In line with the FIA International Sporting Code double waved yellow flags are shown when there “is a hazard wholly or partly blocking the track and/or marshals working on or beside the track”. In the past, the flags have required drivers to “reduce your speed significantly, do not overtake, and be prepared to change direction or stop.”
However, from this weekend’s Monaco Grand Prix that requirement will become more precise and strictly enforceable, with drivers now being required to meet a set maximum speed limit in areas where double yellow flags are being displayed.
“What we want to do is to provide drivers with a tool to help them during incidents and to make races even safer,” explains FIA Technical Director Tim Goss, who has overseen the project.
“For some years with the Safety Car and Virtual Safety Car we have used delta times, a reference to a speed limit that we have around the track. So, when there is a physical or virtual safety car, the drivers are informed of that delta time on their dashboard display and by radio tones and they have to maintain a positive value, meaning they are slower than the reference time for the lap. However, there are occasions where cars can legitimately temporarily increase their speed to recover any time they have lost relative to this reference time.
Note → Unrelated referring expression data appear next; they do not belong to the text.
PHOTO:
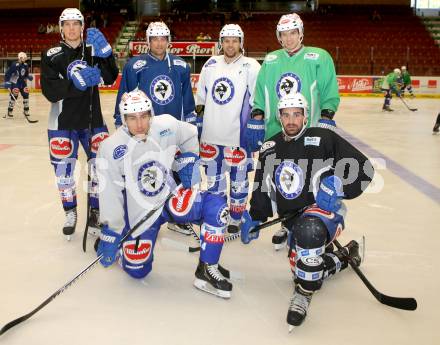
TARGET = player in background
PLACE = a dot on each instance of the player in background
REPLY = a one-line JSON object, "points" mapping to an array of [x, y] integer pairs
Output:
{"points": [[406, 78], [295, 68], [224, 99], [307, 170], [392, 83], [16, 78], [70, 74], [436, 125], [165, 78], [135, 167]]}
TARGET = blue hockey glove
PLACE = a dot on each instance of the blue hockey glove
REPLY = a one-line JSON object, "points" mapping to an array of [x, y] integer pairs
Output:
{"points": [[254, 134], [108, 246], [86, 77], [327, 123], [330, 194], [100, 46], [187, 166], [246, 226]]}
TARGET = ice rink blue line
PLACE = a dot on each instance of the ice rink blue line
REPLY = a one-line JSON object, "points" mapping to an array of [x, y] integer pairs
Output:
{"points": [[409, 177]]}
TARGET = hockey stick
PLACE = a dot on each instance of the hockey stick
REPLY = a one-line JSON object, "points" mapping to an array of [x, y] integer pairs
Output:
{"points": [[25, 116], [394, 302], [15, 322], [237, 235], [406, 104]]}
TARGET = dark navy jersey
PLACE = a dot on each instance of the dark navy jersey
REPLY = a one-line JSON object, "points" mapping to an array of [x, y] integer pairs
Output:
{"points": [[289, 172]]}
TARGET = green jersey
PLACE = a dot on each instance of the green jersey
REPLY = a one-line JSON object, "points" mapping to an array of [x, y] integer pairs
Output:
{"points": [[310, 71]]}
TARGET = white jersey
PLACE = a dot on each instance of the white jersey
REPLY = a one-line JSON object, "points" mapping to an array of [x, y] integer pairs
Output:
{"points": [[227, 92], [141, 169]]}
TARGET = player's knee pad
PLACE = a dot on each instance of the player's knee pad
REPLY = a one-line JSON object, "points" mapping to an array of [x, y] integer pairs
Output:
{"points": [[310, 236]]}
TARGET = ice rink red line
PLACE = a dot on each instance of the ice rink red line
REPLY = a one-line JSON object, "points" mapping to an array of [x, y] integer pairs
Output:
{"points": [[5, 146]]}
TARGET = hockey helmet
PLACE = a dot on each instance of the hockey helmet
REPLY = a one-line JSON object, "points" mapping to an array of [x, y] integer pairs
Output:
{"points": [[158, 29], [288, 22], [231, 30]]}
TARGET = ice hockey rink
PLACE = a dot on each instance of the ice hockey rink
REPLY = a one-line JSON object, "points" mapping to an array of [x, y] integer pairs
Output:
{"points": [[399, 216]]}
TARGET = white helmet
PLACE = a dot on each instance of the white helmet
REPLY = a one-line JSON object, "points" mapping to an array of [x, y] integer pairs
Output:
{"points": [[135, 101], [70, 14], [293, 100], [288, 22], [231, 30], [157, 29], [22, 56]]}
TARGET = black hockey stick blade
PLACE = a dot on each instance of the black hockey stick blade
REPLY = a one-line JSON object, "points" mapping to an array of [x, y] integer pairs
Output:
{"points": [[19, 320], [404, 303], [30, 120]]}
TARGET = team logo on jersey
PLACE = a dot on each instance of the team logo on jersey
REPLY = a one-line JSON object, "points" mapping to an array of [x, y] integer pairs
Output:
{"points": [[234, 156], [223, 216], [289, 179], [181, 203], [288, 83], [162, 90], [222, 91], [75, 66], [119, 151], [151, 178], [60, 148], [139, 64], [267, 145], [97, 139], [139, 256], [208, 152], [53, 51]]}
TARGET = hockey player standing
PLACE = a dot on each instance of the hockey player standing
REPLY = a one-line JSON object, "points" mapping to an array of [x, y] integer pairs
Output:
{"points": [[16, 78], [406, 78], [165, 79], [70, 74], [224, 101], [300, 167], [392, 83], [294, 68], [135, 165]]}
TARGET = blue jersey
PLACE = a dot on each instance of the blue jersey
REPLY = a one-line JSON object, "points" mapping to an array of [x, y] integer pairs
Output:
{"points": [[17, 74], [166, 82]]}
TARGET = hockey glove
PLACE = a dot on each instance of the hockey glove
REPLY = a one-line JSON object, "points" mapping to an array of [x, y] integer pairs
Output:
{"points": [[100, 46], [330, 194], [187, 166], [246, 226], [108, 246], [254, 134], [86, 77], [326, 123]]}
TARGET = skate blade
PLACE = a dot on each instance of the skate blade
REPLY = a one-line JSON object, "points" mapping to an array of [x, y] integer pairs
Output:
{"points": [[179, 230], [204, 286]]}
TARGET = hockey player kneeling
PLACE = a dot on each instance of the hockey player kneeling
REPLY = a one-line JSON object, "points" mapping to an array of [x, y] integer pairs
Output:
{"points": [[302, 170], [135, 167]]}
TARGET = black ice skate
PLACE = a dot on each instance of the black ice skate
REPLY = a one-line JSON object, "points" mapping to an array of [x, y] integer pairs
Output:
{"points": [[70, 223], [299, 304], [387, 108], [209, 279], [184, 229], [234, 226], [95, 226], [279, 239]]}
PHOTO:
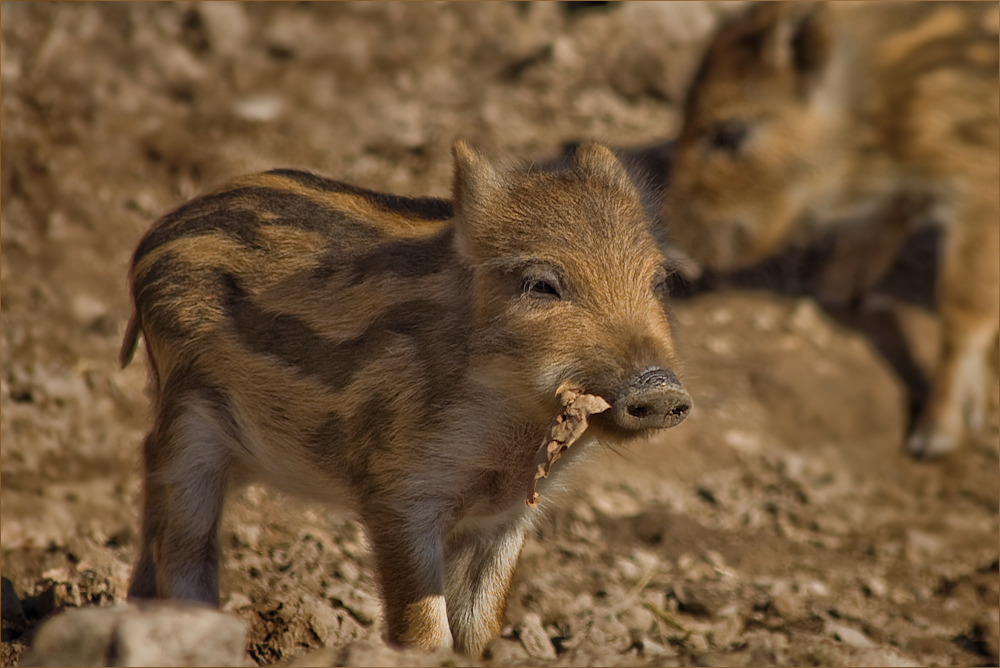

“What we want to do now is to extend the use of the delta time concept to ensure that cars are strictly slowed to the required delta time when double waved yellow flags are shown under a Virtual Safety Car or Safety Car, so we are introducing a dedicated reference speed limit in the area where those flags are displayed.”
Earlier this year the FIA completed extensive track testing at different venues, with analysis revealing that the wet safety car reference speed limit would achieve a good step in safety.
FIA Head of F1 Electronics Olivier Hulot explains how the drivers will see that the restriction is active: “Under a Virtual Safety Car, when a driver enters the double yellow, what he sees on the dashboard is zero, so the delta time resets, and he then has to drive below the new speed limit. And he again gets a positive or negative delta relative to that speed limit. So it’s the same principle as before, except that it’s specific to a double yellow zone.”
The restriction won’t catch the drivers by surprise either, with drivers alerted on their dashboard display and by radio tones to the presence of upcoming zones of double yellow flags.
“We have already brought in a system of warnings for yellow and double yellow. The driver gets a warning in the marshalling sector ahead of the yellow or the double yellow. That has been successful already and will help with the new system.”
And while Hulot admits that there might occasionally be a performance loss for cars slowed by a brief period of double yellows safety will be the winner.
“Loss of performance relative to others – if a car goes through a double yellow, but not another one and that car has to slow down, it is losing time relative to rivals. However, for the FIA safety is paramount and when there is a hazard on the track or marshals on track then we have to minimise the risks no matter what.”